Since the first two African participants at the global event (Nigeria and Zimbabwe) were invited, Africa has held a qualifying competition, and every time Egypt has been one of the countries that made it through to the World Cup finals. In 1996, 2000 and 2004 they were the continent's sole representatives, while in 2008 they were joined by Libya and four years ago Morocco were the third North African team to qualify for Thailand.
Egypt's dominance of the continental qualifiers has been similarly outstanding, having won the first three Africa Futsal Cup of Nations. In 2008 the Pharaohs found themselves challenged for top spot by regional rivals Libya, who managed to win the competition at home. Proving that their success was not part of a one-hit-wonder the Libyans repeated that success later that year in the Arab Futsal Championship in Egypt, giving them back-to-back titles in the regional competition.
Disappointingly for the North African powerhouses, the draw for the competition in South Africa has thrown Africa's three representatives from Thailand 2012 together in Group B, where they are joined by Angola. This means that at least one rookie from Group A (South Africa, Tunisia, Zambia or Mozambique) will qualify for Colombia.
A serious rival
Egyptian coach Hesham Saleh is aware that his side can no longer count on the 'automatic' qualification they did up until the latter end of the last decade. “We used to beat Libya by large margins but now the gap between us and them is not big anymore.”

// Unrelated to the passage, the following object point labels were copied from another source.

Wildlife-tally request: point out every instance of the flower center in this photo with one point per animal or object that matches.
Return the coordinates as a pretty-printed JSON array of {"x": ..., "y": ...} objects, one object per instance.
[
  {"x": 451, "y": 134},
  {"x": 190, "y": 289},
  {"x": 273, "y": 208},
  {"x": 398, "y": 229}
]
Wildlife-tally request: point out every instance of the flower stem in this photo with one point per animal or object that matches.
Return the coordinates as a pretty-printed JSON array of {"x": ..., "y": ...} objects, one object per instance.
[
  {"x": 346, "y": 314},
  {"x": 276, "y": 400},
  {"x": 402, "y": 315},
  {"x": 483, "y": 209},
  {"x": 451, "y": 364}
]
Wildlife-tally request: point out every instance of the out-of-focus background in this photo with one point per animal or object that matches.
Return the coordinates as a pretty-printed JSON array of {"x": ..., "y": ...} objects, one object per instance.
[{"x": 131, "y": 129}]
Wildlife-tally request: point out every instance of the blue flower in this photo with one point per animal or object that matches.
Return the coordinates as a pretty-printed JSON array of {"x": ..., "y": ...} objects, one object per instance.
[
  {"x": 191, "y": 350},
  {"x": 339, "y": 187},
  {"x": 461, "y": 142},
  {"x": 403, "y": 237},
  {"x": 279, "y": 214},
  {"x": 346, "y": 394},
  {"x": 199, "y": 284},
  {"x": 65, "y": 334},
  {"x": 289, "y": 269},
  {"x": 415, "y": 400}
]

Egypt take on Libya in their opening fixture and for Saleh that will be the most important game in the first round of the competition. "If we beat Libya, we will have an 80% chance of reaching the semi-final."
But it is not only the Libyans that Saleh is worried about, though he is confident that his side can prevail in South Africa. "Our opponents in the group might be physically better, but we boast better skills.”
Saleh is honest that he would have preferred better preparations for the tournament. "I hoped we would be able to hold a training camp abroad before we fly to South Africa, but it didn't work out. Libya prepared for the tournament better than us, holding training camps in Tunisia.”
Looking for experience
Although Saleh can call on some of the players who have already gained the experience of playing both on a continental and global level, he has included several young players in his 15-man-squad. “We have several excellent young players but they just need to gain more experience. I hope the Africa Cup of Nations will give us the sufficient experience as we look forward to reaching the World Cup."
Much is expected from midfielder Mostafa Nader and veteran forward Mizo. Nader represented his country at the last World Cup in Thailand, where the team advanced to the round of 16, but found their progress halted by Italy. Mizo also played in Thailand, as well as the 2008 finals in Brazil, where the team was knocked out in the group phase.
Ahead of their trip to South Africa the Egyptians played warm-up matches against local clubs, winning both. The nucleus of Saleh's squad play their club football for Egyptian club Maqassa, who in 2013 won an unofficial mini world futsal club tournament in Kuwait. An indication of how important futsal is in the North African country, is the fact that they are in contention to stage the 2020 World Cup, alongside 12 other countries that have expressed an interest to host the showpiece event of world futsal.